Nos saraus a que eu ia, ou não dançava, ou pedia os meus pares sem consciência, e expondo-me a ridículos pedidos, dirigindo-me às vezes a senhoras, cuja idade não autorizava mais a dança, e isso porque, se eu contemplava as jovens presentes ao baile com a minha luneta, por todas elas me enlevava e me perdia, e a nenhuma era-me possível dirigir-me em primeiro lagar.
É certo que durante três minutos a luneta mágica só me oferecia a visão das aparências, e que eu devera não ir além desse espaço que era sem perigo; desde que porém eu fixava a luneta, uma força sobrenatural, superior a minha vontade, mais forte que a minha reflexão e consciência a grudava, a prendia à órbita até que a visão do bem me transportava, tornando-me escravo da admiração por atributos e dotes sempre fascinadores.

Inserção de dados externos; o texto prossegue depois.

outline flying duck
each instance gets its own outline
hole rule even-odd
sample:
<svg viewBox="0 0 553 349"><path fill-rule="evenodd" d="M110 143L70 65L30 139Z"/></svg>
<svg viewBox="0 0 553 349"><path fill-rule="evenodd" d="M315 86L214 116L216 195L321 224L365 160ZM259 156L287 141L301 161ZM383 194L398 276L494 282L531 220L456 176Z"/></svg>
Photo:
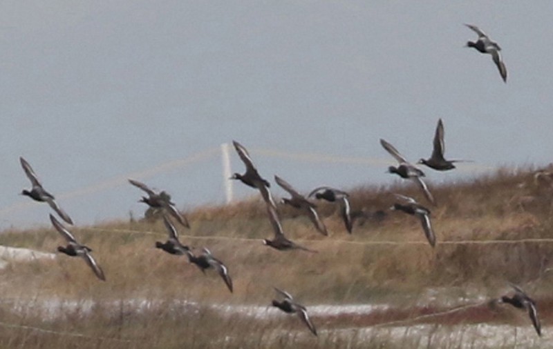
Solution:
<svg viewBox="0 0 553 349"><path fill-rule="evenodd" d="M188 260L190 263L198 266L198 268L199 268L204 274L205 274L205 270L210 268L213 268L217 270L217 272L219 273L219 275L225 281L225 283L227 284L229 290L232 293L232 279L230 278L230 275L229 275L228 269L222 261L213 257L212 252L209 252L209 250L206 248L203 248L203 253L199 256L194 255L190 250L185 250L184 252L188 256Z"/></svg>
<svg viewBox="0 0 553 349"><path fill-rule="evenodd" d="M298 192L288 182L279 176L274 176L274 180L279 186L288 192L291 195L290 199L283 199L282 201L287 205L301 210L307 213L309 219L313 223L317 230L323 235L328 236L328 232L326 231L326 227L319 217L319 214L317 213L317 210L315 210L317 206L306 199L303 195Z"/></svg>
<svg viewBox="0 0 553 349"><path fill-rule="evenodd" d="M508 303L515 308L519 309L525 309L528 312L528 316L532 320L534 325L534 328L538 332L538 336L541 336L541 325L540 324L540 319L538 317L538 310L536 308L536 303L534 300L528 297L520 287L511 283L511 286L514 289L515 294L513 297L503 296L499 301L501 303Z"/></svg>
<svg viewBox="0 0 553 349"><path fill-rule="evenodd" d="M446 171L455 168L453 163L464 162L466 160L446 160L444 157L445 152L445 143L444 142L444 123L442 119L438 120L436 132L434 134L433 148L430 158L425 160L421 159L418 163L422 163L438 171Z"/></svg>
<svg viewBox="0 0 553 349"><path fill-rule="evenodd" d="M163 223L165 224L165 228L169 232L169 237L167 241L165 243L161 241L156 241L156 247L161 248L167 253L171 255L182 255L186 254L186 251L190 250L190 248L185 246L180 243L178 241L178 234L175 226L171 223L169 218L165 215L163 215Z"/></svg>
<svg viewBox="0 0 553 349"><path fill-rule="evenodd" d="M304 251L317 253L317 251L310 250L309 248L298 245L292 241L286 239L282 230L282 226L281 226L279 215L275 208L270 205L267 205L267 213L269 215L269 220L271 221L273 230L274 230L274 237L272 240L263 239L263 245L281 251L287 250L303 250Z"/></svg>
<svg viewBox="0 0 553 349"><path fill-rule="evenodd" d="M238 179L246 186L259 189L265 202L268 205L276 207L271 195L271 192L269 190L269 188L271 186L270 183L259 175L246 148L236 141L232 141L232 144L234 146L234 149L236 150L236 152L242 162L245 165L246 172L243 174L234 173L230 177L230 179Z"/></svg>
<svg viewBox="0 0 553 349"><path fill-rule="evenodd" d="M142 197L138 202L143 202L147 203L149 206L153 208L161 208L167 212L169 212L171 215L174 217L178 222L186 228L190 228L190 224L186 217L181 215L178 210L175 208L175 203L171 201L171 197L165 191L157 193L150 189L146 184L135 181L134 179L129 179L129 183L133 186L139 188L148 194L148 197Z"/></svg>
<svg viewBox="0 0 553 349"><path fill-rule="evenodd" d="M507 68L505 68L505 63L503 63L503 60L501 59L501 54L499 53L499 51L501 50L501 48L499 47L497 43L492 41L489 37L476 26L473 26L471 24L465 24L465 26L478 34L478 39L476 40L476 42L468 41L467 43L467 47L474 48L481 53L491 54L491 59L494 60L494 63L496 63L496 66L497 66L497 68L499 70L499 74L501 75L503 82L506 83Z"/></svg>
<svg viewBox="0 0 553 349"><path fill-rule="evenodd" d="M436 237L432 230L432 225L430 223L430 210L418 203L414 199L400 194L395 194L395 197L400 199L406 202L405 204L394 203L391 210L397 210L402 211L408 215L416 216L420 219L422 229L424 230L424 235L427 237L430 246L434 247L436 244Z"/></svg>
<svg viewBox="0 0 553 349"><path fill-rule="evenodd" d="M349 194L338 189L323 186L316 188L311 190L308 197L312 197L313 195L319 200L326 200L327 201L332 203L337 201L338 201L340 207L340 214L344 220L344 223L346 225L346 229L348 230L348 232L351 234L353 224L351 219L351 206L348 199Z"/></svg>
<svg viewBox="0 0 553 349"><path fill-rule="evenodd" d="M309 330L311 331L311 333L317 336L317 329L309 319L309 316L307 315L307 309L306 309L306 307L294 301L294 299L292 297L292 295L290 295L290 293L281 290L279 290L276 287L274 288L274 290L276 290L280 296L282 296L283 299L282 301L273 299L272 303L272 306L276 307L284 312L287 312L288 314L297 314L299 319L307 326L307 327L309 328Z"/></svg>
<svg viewBox="0 0 553 349"><path fill-rule="evenodd" d="M381 139L380 144L382 146L382 148L386 150L386 151L390 153L390 154L396 160L397 160L397 162L400 163L400 166L397 167L388 167L388 172L390 173L395 173L402 178L413 179L418 184L419 187L420 187L421 190L422 190L422 192L424 194L424 197L426 197L428 201L435 205L434 197L432 196L432 194L430 192L428 186L427 186L427 184L421 178L424 177L424 172L423 172L419 168L417 168L414 165L407 161L407 160L406 160L405 158L403 157L401 154L400 154L400 152L398 152L393 146L387 141Z"/></svg>
<svg viewBox="0 0 553 349"><path fill-rule="evenodd" d="M106 281L106 277L104 275L104 272L102 270L102 268L98 266L96 263L96 261L92 258L91 253L92 250L88 247L85 246L84 245L81 245L77 240L75 239L73 235L66 229L66 228L62 225L59 221L58 221L56 218L53 216L51 214L50 215L50 221L52 222L52 225L54 226L54 228L59 232L59 233L64 237L64 238L67 241L67 246L58 246L57 250L65 253L68 256L71 257L82 257L83 259L86 262L86 264L88 265L91 268L92 268L94 274L102 281Z"/></svg>
<svg viewBox="0 0 553 349"><path fill-rule="evenodd" d="M50 207L52 208L52 209L54 210L56 213L57 213L62 219L69 224L73 224L73 221L69 215L66 213L65 211L62 210L62 208L58 206L56 202L54 201L54 196L47 192L42 187L42 184L41 184L40 181L39 181L38 177L35 174L35 171L32 170L32 168L30 167L29 163L28 163L22 157L19 157L19 161L21 163L21 167L23 168L24 171L25 171L25 174L27 175L27 177L29 179L31 184L32 185L32 188L30 190L24 189L21 194L22 195L26 195L37 201L47 202Z"/></svg>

Era o bem mais maléfico que se pode imaginar!
Ou porque o tormento que se está experimentando sempre se afigura mais cruel do que o tormento que já se experimentou e passou, ou porque realmente eu sofria mais do que havia sofrido, a visão do bem chegou a parecer-me pior, mais funesta, do que a visão do mal.
A visão do bem realizava em mim o martírio de Tântalo.

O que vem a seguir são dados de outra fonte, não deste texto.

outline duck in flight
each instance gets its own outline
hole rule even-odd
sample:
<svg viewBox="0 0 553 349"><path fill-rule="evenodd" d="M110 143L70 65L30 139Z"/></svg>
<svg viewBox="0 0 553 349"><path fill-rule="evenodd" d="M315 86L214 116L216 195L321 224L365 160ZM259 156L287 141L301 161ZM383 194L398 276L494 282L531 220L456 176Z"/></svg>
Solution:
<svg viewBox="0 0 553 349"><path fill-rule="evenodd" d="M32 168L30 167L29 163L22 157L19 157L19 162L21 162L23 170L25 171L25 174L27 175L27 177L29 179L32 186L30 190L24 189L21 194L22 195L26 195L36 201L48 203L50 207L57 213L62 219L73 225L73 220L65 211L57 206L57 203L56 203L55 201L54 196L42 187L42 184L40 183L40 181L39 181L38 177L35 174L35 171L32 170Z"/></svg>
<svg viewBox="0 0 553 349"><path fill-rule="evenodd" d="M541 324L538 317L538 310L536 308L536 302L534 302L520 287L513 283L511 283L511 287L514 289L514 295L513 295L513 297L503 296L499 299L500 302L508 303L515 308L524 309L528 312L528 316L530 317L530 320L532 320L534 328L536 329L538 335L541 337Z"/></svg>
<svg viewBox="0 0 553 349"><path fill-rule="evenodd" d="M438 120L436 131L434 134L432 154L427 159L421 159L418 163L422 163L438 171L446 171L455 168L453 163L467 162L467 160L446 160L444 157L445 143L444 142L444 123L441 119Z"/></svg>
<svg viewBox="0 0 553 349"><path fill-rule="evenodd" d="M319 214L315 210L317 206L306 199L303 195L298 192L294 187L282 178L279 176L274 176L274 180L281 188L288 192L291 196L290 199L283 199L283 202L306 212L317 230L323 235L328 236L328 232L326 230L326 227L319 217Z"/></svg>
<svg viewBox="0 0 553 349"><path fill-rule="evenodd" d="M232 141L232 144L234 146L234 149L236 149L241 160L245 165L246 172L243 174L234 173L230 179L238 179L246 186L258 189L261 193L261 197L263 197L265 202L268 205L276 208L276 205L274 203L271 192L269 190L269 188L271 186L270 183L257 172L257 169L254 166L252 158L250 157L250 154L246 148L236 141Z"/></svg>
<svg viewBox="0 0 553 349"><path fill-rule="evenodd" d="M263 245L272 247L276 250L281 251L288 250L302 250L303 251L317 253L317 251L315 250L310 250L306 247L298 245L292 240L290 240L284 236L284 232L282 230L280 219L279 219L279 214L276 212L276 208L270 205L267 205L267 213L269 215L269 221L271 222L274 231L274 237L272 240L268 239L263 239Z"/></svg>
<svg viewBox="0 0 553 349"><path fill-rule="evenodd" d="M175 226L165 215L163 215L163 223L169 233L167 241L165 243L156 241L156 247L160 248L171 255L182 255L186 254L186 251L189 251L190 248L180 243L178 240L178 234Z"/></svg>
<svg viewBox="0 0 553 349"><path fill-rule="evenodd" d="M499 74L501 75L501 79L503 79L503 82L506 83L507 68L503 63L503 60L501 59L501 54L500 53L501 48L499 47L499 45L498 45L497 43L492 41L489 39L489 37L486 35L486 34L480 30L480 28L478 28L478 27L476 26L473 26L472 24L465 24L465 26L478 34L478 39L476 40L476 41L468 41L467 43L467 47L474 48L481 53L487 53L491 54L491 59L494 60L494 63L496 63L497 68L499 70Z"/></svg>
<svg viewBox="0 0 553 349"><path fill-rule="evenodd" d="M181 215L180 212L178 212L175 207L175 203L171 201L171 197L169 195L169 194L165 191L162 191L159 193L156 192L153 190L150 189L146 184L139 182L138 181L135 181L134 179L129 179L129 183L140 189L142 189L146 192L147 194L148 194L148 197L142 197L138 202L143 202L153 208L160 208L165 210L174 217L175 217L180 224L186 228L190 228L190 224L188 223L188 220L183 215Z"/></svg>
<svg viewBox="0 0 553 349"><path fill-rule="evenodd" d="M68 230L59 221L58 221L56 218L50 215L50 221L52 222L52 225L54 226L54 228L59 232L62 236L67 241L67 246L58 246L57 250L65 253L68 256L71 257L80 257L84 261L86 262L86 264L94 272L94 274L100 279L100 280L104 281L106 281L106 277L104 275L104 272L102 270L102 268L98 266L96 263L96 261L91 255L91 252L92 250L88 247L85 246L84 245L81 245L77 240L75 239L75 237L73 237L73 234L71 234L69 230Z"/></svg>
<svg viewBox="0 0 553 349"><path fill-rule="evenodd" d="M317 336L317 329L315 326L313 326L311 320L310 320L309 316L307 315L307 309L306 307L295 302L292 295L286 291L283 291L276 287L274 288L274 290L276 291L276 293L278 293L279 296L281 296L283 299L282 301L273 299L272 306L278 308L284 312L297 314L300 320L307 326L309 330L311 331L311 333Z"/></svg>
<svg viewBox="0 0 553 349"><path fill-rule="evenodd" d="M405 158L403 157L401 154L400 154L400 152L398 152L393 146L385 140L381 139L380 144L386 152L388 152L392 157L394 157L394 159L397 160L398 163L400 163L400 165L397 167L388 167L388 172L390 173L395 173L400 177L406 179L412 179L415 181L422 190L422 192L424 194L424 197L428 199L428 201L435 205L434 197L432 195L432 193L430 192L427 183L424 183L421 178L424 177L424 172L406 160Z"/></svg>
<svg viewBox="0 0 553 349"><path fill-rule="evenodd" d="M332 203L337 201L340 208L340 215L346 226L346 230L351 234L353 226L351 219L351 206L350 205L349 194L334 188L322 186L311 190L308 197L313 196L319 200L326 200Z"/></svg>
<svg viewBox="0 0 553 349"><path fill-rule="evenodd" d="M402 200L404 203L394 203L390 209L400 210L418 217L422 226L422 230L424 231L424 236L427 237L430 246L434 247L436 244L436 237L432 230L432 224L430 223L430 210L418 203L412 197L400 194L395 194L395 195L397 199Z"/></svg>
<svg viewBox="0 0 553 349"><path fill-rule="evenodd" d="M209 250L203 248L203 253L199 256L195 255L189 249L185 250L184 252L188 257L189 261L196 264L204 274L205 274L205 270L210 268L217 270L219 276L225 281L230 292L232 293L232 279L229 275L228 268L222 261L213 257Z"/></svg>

Eu vivia mergulhado no bem e não podia gozar, desfrutar o bem.
Eu estava com os olhos no céu e com o coração preso no inferno.
XIX
Um dia tive desejos de possuir um bom cavalo de passeio; falei nisso a Damião, que em breves horas me levou a um negociante que dizia ter os melhores ginetes, e que me apresentou um com as recomendações mais entusiásticas.

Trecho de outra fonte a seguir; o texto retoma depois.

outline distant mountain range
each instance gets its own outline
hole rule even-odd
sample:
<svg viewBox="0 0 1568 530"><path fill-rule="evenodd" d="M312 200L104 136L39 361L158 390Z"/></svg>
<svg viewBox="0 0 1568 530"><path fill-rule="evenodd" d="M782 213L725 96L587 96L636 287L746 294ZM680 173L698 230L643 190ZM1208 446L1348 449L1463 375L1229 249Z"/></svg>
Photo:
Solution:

Examinei o animal, e achei-o formosíssimo; o negociante asseverou-me e jurou que o cavalo era leão pela soberbia, ovelha pela mansidão, camelo pela paciência, águia pela velocidade.
Comprei caríssimo o singular e maravilhoso cavalo, e mandei-o recolher a uma cocheira.
No dia seguinte quis experimentar o meu ginete, e o dono da cocheira se opôs a isso, informando-me que o pobre animal era cego, e aberto dos peitos.
Revoltei-me contra o abuso de confiança, de que eu fora vítima, e fixando a minha luneta mágica, examinei de novo o cavalo, e reconheci que ele havia cegado de súbito e de súbito adoecido na noite que última passara, conservando ainda assim todos os sublimes dotes, que o vendedor exaltara.
Carreguei com o prejuízo; mas em todo caso honrando o testemunho leal, verdadeiro, consciencioso do negociante de cavalos.
XX
Vi-me constantemente cercado de amigos, em quem aplaudi e venerei virtudes exemplares; paguei-lhes jantares e celas, e a quase todos emprestei dinheiro, que não me restituíram somente porque a fortuna lhes correu adversa.
Paguei flores, coroas e ovações em honra de atrizes dos diversos teatros, todas elas artistas de merecimento surpreendente, e de um proceder ilibado, que só os caluniadores e os perversos punham em dúvida, e recebi em compensação de quantas despesas fiz pela glorificação da arte, sorrisos e votos de eterna gratidão que em seus camarins onde as fui entusiasmado cumprimentar, me renderam essas sublimes intérpretes das sublimes criações dos nossos autores dramáticos, que a minha luneta mágica me mostrou pela visão do bem enriquecidos pelo seu trabalho, altamente honorificados pelo governo, e endeusados pelo povo.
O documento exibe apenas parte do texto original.